To achieve this, Whitehead plays around with narration and the many voices it assumes. He asks, “Who is the you, who is the one substituting both the you and the I?” By rubbing the flank separating one from many, he demonstrates how a voice can endure the collapse of a body, and how consciousness finds its impression in the “you” he inhabits.
It’s the one he delights in, and the one that ultimately triumphs over him. And so, the body is in a constant state of lovemaking with the world, forever in the throes of the atomic coupling that allows it to persist,
“…so that when I defecate I originate — I give back to those who gave to me. The belly is a world-maker, is a Fourth world, is my ancestral grounds.”
While self-effacing, this view is also deeply adoring of its creator. This fact proves vital when Whitehead later points to the underpinning of his destructive relationship with his body. What’s more, the essays are lined with countless layers of quiet contemplation.
Most memorably, during the process of ungluing labels and language from his skin, Whitehead reflects on the creative process, which animates literature to the point of cultivating new life. The person that is stitched together from private words and inner worlds is likewise granted a body that can be experienced,
“I must remember that a story can be eaten like a body.”
With mentions of BIPOC trauma and grief rightfully charting the course of a shared existence, Whitehead constructs whole orbits. These bring us closer to the formation of thought, the contemplation of beauty, an ongoing flirtation with self-destruction, the devastating nature of desire, and the stunting rate of growth.
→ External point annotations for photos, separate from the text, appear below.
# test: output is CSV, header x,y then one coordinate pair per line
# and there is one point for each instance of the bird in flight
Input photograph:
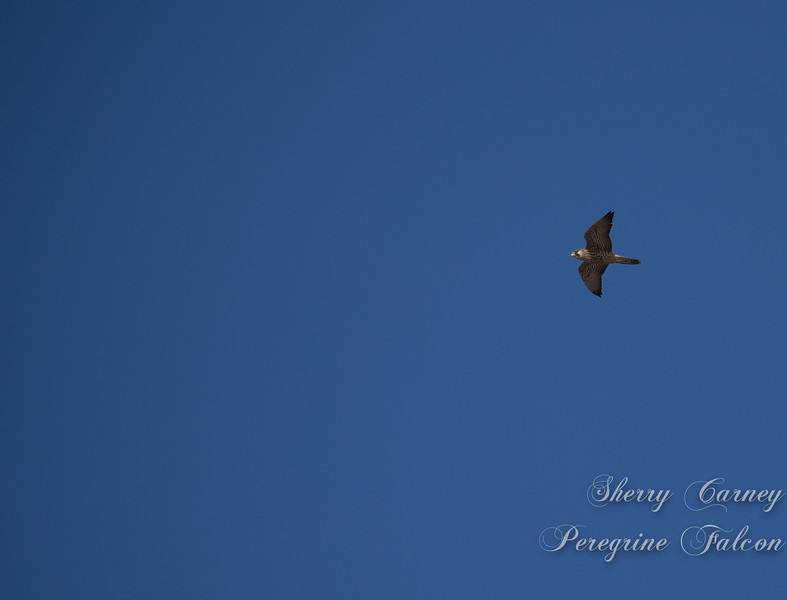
x,y
597,256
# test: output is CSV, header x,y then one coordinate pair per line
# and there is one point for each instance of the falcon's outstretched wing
x,y
597,237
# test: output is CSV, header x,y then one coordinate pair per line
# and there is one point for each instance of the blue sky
x,y
290,311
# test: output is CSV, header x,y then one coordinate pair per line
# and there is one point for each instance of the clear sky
x,y
289,310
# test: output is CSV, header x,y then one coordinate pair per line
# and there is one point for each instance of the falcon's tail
x,y
627,261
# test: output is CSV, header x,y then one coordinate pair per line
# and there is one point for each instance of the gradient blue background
x,y
289,312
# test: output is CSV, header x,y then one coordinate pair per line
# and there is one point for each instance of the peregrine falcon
x,y
598,254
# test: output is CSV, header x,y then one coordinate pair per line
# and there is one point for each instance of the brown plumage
x,y
598,255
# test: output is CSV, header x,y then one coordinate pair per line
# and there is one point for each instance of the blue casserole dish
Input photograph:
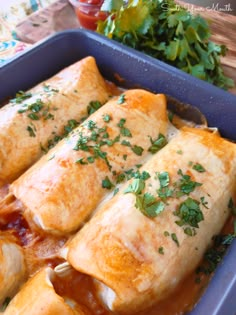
x,y
138,70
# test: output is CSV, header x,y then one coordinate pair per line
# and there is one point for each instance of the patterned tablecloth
x,y
12,12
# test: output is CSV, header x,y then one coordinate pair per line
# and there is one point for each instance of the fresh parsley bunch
x,y
168,32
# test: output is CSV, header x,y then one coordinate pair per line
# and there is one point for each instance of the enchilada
x,y
61,190
144,241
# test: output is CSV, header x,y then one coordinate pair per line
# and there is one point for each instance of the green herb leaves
x,y
157,144
145,202
167,32
190,215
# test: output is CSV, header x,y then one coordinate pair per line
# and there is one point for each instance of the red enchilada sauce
x,y
79,287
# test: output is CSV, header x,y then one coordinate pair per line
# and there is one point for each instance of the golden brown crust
x,y
120,246
59,193
65,96
12,267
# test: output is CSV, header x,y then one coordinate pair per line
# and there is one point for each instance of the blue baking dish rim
x,y
218,105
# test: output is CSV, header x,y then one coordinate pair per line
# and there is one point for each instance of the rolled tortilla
x,y
30,122
12,267
38,297
61,190
140,246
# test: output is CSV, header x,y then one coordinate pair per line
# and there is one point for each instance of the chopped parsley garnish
x,y
164,191
157,144
93,107
145,202
37,110
116,190
126,143
204,202
199,168
185,184
106,183
49,89
190,215
215,253
175,239
20,97
137,150
161,250
167,32
31,131
164,179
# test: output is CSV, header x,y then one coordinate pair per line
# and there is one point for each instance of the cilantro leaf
x,y
168,32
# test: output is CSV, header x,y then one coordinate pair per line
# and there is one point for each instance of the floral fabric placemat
x,y
24,22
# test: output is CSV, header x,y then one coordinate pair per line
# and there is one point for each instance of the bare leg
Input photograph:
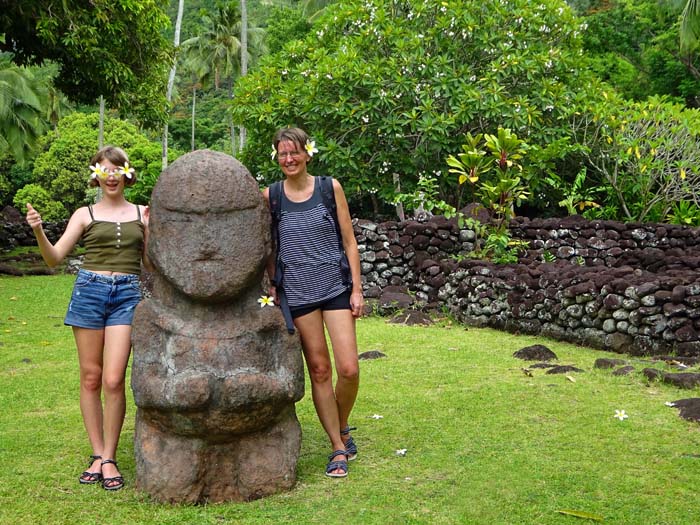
x,y
117,349
89,343
341,328
318,362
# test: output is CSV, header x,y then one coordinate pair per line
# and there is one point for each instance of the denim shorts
x,y
102,300
340,302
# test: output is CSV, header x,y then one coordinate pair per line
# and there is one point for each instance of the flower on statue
x,y
127,171
266,300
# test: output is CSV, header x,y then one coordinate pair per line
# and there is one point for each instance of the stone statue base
x,y
180,469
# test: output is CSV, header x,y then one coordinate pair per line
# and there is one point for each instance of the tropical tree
x,y
171,79
388,89
62,166
633,44
21,109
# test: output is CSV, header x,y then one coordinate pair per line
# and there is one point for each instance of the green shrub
x,y
40,199
390,88
63,166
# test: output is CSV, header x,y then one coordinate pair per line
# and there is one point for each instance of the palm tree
x,y
244,60
690,25
196,70
171,79
21,109
219,46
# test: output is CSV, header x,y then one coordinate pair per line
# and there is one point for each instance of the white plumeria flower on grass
x,y
266,300
310,147
620,414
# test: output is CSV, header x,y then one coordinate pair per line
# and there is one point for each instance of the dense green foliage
x,y
111,48
633,45
392,87
22,102
644,156
63,166
485,443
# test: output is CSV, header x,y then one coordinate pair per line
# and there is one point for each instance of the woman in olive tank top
x,y
106,291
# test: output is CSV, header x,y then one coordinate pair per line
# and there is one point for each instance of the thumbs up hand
x,y
33,217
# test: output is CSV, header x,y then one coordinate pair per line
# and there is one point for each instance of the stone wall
x,y
631,288
16,232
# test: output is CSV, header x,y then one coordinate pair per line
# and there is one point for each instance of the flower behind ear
x,y
310,147
97,171
127,171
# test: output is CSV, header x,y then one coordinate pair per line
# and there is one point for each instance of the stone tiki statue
x,y
215,376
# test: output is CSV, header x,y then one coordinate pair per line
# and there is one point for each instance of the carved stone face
x,y
209,227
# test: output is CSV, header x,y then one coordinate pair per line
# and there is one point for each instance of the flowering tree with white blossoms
x,y
389,88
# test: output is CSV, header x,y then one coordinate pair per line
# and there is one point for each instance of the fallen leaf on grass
x,y
581,514
621,415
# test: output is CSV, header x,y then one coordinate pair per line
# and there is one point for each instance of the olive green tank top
x,y
114,246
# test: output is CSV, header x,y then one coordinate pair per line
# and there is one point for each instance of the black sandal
x,y
117,480
90,478
350,445
334,465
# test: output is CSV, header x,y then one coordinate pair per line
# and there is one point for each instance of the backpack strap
x,y
328,197
275,196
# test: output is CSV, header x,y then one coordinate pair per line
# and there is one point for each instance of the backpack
x,y
328,199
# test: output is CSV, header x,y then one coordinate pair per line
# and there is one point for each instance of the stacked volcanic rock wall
x,y
625,287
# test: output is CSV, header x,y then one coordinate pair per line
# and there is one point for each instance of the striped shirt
x,y
308,248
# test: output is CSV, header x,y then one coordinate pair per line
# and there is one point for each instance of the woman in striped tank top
x,y
319,295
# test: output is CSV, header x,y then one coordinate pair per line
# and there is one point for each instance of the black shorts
x,y
339,302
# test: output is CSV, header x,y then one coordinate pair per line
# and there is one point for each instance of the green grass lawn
x,y
485,443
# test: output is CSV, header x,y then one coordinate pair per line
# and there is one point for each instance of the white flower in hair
x,y
97,171
310,147
127,171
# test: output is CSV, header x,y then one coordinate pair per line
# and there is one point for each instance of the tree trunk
x,y
101,132
244,63
171,79
194,102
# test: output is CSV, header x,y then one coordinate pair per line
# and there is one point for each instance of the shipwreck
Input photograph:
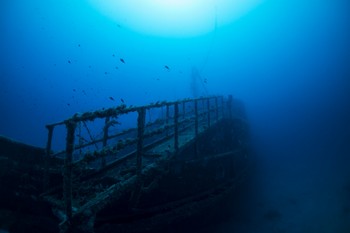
x,y
127,168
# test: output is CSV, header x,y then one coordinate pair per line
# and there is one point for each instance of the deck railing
x,y
173,118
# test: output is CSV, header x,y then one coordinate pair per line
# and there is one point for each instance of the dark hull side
x,y
186,191
191,187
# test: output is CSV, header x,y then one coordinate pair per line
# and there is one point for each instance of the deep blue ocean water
x,y
288,61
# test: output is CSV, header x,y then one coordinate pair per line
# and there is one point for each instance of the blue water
x,y
289,61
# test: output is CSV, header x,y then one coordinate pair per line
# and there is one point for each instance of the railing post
x,y
104,142
67,180
176,128
183,110
167,120
223,106
229,106
196,128
140,132
208,107
216,109
47,156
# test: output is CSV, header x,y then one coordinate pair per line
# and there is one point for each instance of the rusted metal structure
x,y
129,167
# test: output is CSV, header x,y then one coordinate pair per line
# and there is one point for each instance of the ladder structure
x,y
114,152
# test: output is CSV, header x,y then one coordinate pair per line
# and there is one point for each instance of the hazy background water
x,y
287,60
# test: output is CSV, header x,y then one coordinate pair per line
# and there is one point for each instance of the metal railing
x,y
195,115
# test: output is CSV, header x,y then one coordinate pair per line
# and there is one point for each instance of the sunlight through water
x,y
174,18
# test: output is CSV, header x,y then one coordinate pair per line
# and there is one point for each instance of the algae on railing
x,y
179,116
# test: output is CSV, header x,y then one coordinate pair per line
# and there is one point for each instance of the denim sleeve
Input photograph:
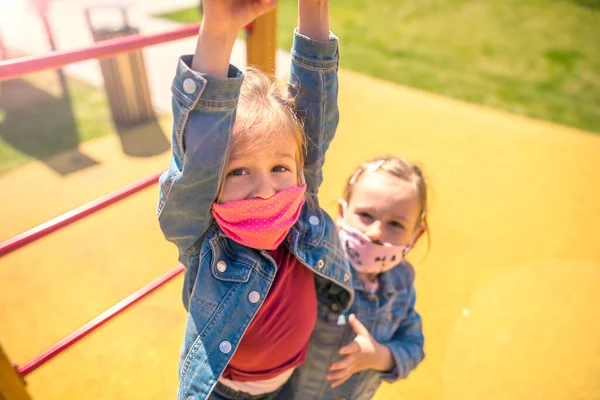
x,y
204,110
407,343
314,84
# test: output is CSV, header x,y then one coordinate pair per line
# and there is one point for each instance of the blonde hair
x,y
266,114
400,168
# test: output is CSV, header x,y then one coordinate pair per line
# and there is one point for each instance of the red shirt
x,y
277,338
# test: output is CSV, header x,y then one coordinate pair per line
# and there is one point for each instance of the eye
x,y
364,215
279,168
238,172
396,224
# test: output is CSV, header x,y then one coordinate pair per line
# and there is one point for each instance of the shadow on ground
x,y
40,125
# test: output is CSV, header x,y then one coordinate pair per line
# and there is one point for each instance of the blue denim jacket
x,y
220,273
389,316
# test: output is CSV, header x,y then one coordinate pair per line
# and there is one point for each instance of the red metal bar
x,y
25,65
68,218
99,320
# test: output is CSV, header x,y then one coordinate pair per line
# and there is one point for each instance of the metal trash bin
x,y
125,79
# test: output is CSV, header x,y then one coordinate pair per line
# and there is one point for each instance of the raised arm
x,y
314,84
205,95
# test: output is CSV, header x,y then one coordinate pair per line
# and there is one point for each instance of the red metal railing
x,y
15,68
78,213
26,65
98,321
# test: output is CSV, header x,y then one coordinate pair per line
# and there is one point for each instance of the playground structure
x,y
12,384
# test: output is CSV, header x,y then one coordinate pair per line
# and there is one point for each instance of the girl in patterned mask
x,y
382,215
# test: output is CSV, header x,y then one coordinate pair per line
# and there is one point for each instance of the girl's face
x,y
262,173
385,208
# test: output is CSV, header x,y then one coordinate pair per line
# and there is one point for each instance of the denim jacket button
x,y
225,347
254,297
222,266
189,86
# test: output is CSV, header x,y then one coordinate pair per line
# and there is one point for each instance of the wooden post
x,y
261,42
12,385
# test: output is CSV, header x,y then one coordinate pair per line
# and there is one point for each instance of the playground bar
x,y
25,65
99,320
68,218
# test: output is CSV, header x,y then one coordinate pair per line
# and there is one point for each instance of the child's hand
x,y
364,352
225,16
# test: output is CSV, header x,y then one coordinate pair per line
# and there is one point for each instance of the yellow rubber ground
x,y
509,292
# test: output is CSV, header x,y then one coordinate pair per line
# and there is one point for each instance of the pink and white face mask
x,y
261,223
368,257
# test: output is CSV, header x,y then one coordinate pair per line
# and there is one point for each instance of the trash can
x,y
125,79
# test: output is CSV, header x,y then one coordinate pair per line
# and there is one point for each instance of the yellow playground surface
x,y
509,292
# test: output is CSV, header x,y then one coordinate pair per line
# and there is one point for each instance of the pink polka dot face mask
x,y
261,223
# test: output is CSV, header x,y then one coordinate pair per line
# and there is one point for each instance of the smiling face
x,y
262,172
384,207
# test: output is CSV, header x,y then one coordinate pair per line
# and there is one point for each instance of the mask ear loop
x,y
302,178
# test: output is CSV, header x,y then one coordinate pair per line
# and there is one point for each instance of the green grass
x,y
37,122
539,58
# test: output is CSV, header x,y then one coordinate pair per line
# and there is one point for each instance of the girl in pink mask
x,y
240,203
382,215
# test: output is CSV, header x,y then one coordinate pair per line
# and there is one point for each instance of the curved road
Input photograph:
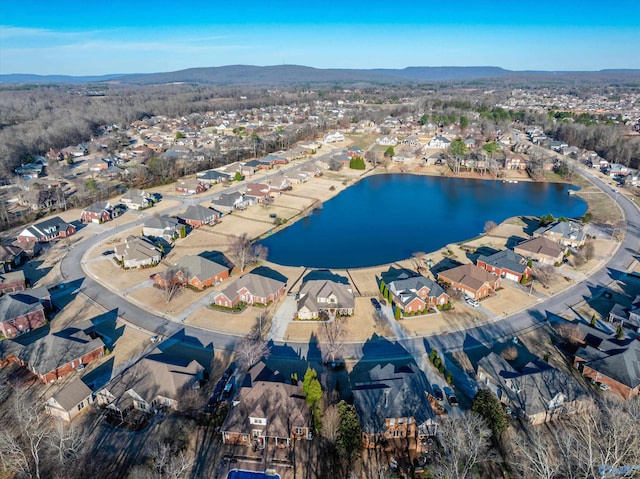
x,y
615,268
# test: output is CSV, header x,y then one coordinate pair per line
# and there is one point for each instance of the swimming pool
x,y
241,474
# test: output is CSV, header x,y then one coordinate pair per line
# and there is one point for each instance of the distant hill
x,y
296,74
29,78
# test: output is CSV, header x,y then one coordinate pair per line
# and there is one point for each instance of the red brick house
x,y
98,212
471,280
195,271
12,282
251,288
412,292
58,354
20,313
197,216
47,230
506,264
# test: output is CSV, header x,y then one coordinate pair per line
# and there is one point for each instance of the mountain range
x,y
296,74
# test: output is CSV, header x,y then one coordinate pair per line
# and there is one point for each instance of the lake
x,y
386,218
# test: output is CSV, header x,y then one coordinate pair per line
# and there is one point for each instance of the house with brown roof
x,y
541,249
267,410
471,280
198,215
137,252
67,403
55,355
412,292
196,271
20,313
326,298
157,380
12,282
251,288
506,264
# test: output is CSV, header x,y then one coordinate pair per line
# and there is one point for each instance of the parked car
x,y
437,393
451,397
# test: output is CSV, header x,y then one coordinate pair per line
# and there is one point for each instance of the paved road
x,y
375,348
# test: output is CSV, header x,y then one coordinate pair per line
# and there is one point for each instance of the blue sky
x,y
112,36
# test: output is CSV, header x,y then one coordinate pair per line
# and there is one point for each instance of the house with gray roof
x,y
164,226
471,280
412,292
606,360
67,403
235,200
541,249
325,298
137,252
251,288
567,233
155,381
535,391
392,405
19,314
269,409
198,215
47,230
57,354
506,264
196,271
626,316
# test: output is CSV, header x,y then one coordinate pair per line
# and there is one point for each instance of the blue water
x,y
386,218
237,474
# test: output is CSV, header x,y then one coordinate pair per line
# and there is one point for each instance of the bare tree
x,y
544,274
534,455
465,443
244,253
331,338
489,226
251,350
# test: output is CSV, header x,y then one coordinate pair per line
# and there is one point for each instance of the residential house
x,y
12,256
190,187
47,230
505,264
606,360
137,253
279,183
535,391
197,216
12,282
137,199
156,381
55,355
20,313
628,317
392,405
439,142
196,271
164,226
412,292
471,280
259,192
251,288
67,403
567,233
98,165
325,298
269,409
213,176
227,202
541,249
98,212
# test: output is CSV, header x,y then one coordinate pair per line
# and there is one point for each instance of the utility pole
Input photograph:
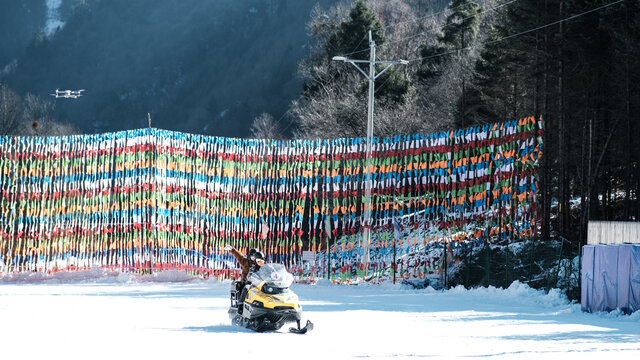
x,y
372,76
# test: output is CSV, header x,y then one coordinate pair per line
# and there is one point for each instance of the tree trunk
x,y
627,192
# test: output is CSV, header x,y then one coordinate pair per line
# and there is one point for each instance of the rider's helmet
x,y
259,257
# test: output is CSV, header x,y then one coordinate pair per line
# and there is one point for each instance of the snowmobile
x,y
269,303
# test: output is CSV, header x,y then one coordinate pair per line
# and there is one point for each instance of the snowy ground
x,y
127,317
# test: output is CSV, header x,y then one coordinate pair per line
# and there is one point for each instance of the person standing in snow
x,y
249,264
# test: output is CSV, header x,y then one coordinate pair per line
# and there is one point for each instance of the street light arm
x,y
381,72
362,72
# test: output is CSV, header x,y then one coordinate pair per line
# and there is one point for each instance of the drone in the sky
x,y
68,94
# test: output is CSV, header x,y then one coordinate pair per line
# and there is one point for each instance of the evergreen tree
x,y
458,32
352,36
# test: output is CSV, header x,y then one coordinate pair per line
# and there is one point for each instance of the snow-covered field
x,y
130,317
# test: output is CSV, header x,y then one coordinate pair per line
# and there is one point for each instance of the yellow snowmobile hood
x,y
271,301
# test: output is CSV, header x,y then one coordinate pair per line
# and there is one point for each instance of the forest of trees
x,y
575,63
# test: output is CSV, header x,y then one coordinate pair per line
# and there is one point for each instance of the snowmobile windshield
x,y
275,274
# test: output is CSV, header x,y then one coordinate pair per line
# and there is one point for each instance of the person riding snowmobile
x,y
249,264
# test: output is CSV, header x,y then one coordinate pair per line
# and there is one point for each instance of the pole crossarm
x,y
372,76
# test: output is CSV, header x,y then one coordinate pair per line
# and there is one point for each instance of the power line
x,y
518,34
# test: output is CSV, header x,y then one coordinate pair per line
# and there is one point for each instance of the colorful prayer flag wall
x,y
150,199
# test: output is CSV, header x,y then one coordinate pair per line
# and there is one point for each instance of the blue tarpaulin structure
x,y
611,277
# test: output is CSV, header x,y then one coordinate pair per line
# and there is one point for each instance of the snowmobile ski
x,y
304,330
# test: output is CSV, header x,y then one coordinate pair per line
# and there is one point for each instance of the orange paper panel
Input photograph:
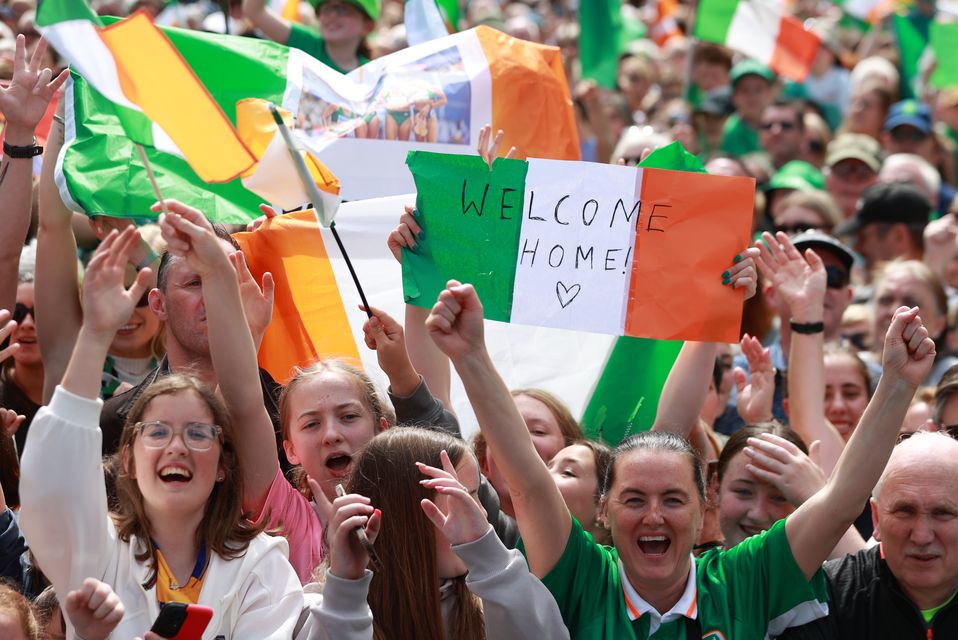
x,y
676,288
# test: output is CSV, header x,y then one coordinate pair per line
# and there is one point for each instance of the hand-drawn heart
x,y
567,294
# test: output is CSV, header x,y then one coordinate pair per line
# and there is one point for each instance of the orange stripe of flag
x,y
676,286
530,94
309,320
155,76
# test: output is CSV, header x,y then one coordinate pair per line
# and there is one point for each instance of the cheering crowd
x,y
802,483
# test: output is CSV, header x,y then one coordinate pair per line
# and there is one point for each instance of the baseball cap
x,y
813,239
750,68
857,146
798,175
892,202
911,113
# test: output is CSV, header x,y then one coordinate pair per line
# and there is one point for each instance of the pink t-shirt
x,y
293,516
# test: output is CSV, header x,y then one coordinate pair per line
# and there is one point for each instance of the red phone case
x,y
193,625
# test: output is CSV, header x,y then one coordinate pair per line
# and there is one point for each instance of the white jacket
x,y
515,604
65,521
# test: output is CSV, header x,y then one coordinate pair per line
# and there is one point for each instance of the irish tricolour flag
x,y
608,249
154,93
761,29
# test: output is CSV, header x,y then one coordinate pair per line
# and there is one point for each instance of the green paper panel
x,y
470,217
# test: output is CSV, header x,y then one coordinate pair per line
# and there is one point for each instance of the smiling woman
x,y
179,534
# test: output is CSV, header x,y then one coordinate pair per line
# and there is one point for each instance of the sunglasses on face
x,y
908,134
793,229
836,278
784,125
20,312
950,430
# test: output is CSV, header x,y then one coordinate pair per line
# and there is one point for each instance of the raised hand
x,y
25,100
404,235
489,145
257,298
799,280
348,558
189,235
455,322
742,274
107,303
94,610
755,398
463,519
909,353
384,335
783,465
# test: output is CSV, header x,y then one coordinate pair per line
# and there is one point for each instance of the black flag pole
x,y
325,218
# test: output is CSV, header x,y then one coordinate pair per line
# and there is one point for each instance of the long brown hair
x,y
568,426
404,596
224,526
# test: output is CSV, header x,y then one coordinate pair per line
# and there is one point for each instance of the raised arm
x,y
64,513
800,281
817,526
274,26
688,381
190,237
456,326
23,104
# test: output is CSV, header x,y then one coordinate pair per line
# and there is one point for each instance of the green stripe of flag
x,y
600,35
53,11
479,194
101,166
944,42
713,19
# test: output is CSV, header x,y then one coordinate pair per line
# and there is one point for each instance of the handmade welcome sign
x,y
576,245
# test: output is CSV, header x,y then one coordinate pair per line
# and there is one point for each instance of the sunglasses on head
x,y
836,277
950,430
20,312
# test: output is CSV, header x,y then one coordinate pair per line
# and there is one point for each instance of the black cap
x,y
890,202
816,240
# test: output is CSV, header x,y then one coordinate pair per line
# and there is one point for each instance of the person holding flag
x,y
343,28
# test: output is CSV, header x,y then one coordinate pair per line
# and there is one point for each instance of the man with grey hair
x,y
906,586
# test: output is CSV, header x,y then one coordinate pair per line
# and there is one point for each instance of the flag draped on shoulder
x,y
761,29
434,96
157,97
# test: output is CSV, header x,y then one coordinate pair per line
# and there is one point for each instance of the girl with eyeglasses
x,y
178,533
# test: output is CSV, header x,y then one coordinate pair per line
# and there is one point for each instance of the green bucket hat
x,y
798,175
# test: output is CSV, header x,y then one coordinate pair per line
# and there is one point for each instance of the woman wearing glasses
x,y
178,534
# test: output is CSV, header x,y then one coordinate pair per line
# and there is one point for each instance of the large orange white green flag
x,y
590,247
761,29
435,96
157,97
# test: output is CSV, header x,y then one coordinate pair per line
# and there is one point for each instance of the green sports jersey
x,y
739,139
750,591
309,41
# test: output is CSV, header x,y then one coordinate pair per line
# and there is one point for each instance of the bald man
x,y
906,586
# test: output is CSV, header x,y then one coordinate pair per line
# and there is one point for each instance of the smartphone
x,y
182,621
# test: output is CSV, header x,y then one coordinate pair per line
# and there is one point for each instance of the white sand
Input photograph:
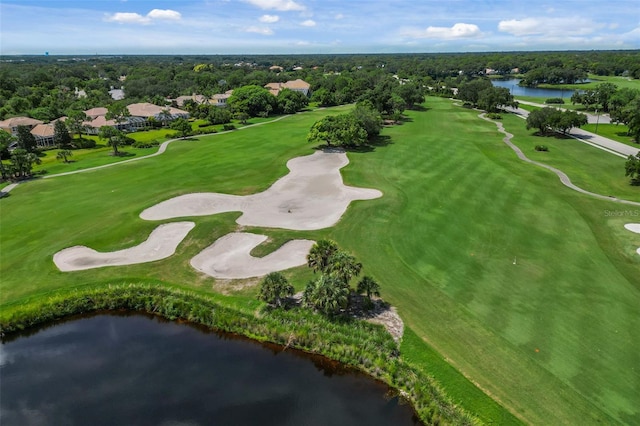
x,y
229,257
312,196
162,243
633,227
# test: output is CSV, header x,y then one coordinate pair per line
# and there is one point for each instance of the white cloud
x,y
127,18
282,5
136,18
259,30
269,19
164,14
548,26
459,30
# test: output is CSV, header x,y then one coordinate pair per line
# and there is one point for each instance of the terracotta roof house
x,y
44,134
220,99
199,99
11,124
96,112
146,110
297,85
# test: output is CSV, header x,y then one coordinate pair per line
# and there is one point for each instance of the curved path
x,y
161,149
563,177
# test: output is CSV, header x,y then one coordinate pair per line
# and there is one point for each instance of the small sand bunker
x,y
229,257
633,227
162,243
312,196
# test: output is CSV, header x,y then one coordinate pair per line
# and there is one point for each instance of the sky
x,y
76,27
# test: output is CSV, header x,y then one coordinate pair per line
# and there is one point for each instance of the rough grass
x,y
553,337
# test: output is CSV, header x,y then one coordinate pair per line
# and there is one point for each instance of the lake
x,y
516,90
140,370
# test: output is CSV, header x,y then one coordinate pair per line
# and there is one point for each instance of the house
x,y
199,99
297,85
10,125
220,100
44,134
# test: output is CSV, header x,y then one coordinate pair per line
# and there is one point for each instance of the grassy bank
x,y
355,343
526,287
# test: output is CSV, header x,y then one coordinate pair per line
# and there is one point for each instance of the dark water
x,y
516,90
138,370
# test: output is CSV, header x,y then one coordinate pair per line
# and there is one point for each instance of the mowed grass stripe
x,y
532,303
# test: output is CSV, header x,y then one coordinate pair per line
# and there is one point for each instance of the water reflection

While subsisting on universal states of being, the act of functioning as a cell in a persevering body exhausts the personal. This “fluidity of being” is endless, and as malleable as language proves limited. For example, one of the essays is a love letter composed entirely from the bones of a mutilated heart.
By looking back at a formerly romantic relationship, Whitehead conveys the eager fluidity of all things, from emotion to relation. It’s a poignant account that indicates how sorrow is entrenched in life. To love is to be is to wither. And yet, like all his words, the sum of the author’s thoughts points to persistence, perhaps even hope.
Fellow fans of Jonny Appleseed will also rejoice in the behind-the-scenes peek at the character’s conception, which, like all bodied people, yields both pleasure and anguish. There’s something intensely voyeuristic about consuming another’s pain, but Whitehead accepts this unavoidable intimacy with a weary shrug.
After all, he understands the impulsivity of the act like no one else. We are all steeped in each other’s immediacy. With Making Love with the Land being largely an academic work, it’s no surprise that Whitehead sets out to draw the scholarly world into the realm of experience. In doing so, he forces thought to find its physical embodiment.
As a result, the author seems more exposed than ever before, but this nakedness is intangible. His vulnerability is a tear, through which we glimpse more layers of membrane; a quality that makes his work so restorative.
These layers change hues, bristle, and grow sensitive to the touch. And as Whitehead holds our hand to the most tender spots of his intellect, we reach a facsimile of familiarity. In many ways, it’s only ever as powerful as the parable it feeds, and we are rarely truly intimate with our urges.
With that being said, we come as close to merging as seems possible through the process of devouring the collection’s body. And though he may fear having given too much of himself away, as all writers of his calibre do, Joshua Whitehead will forever be revered for the myths he awakens.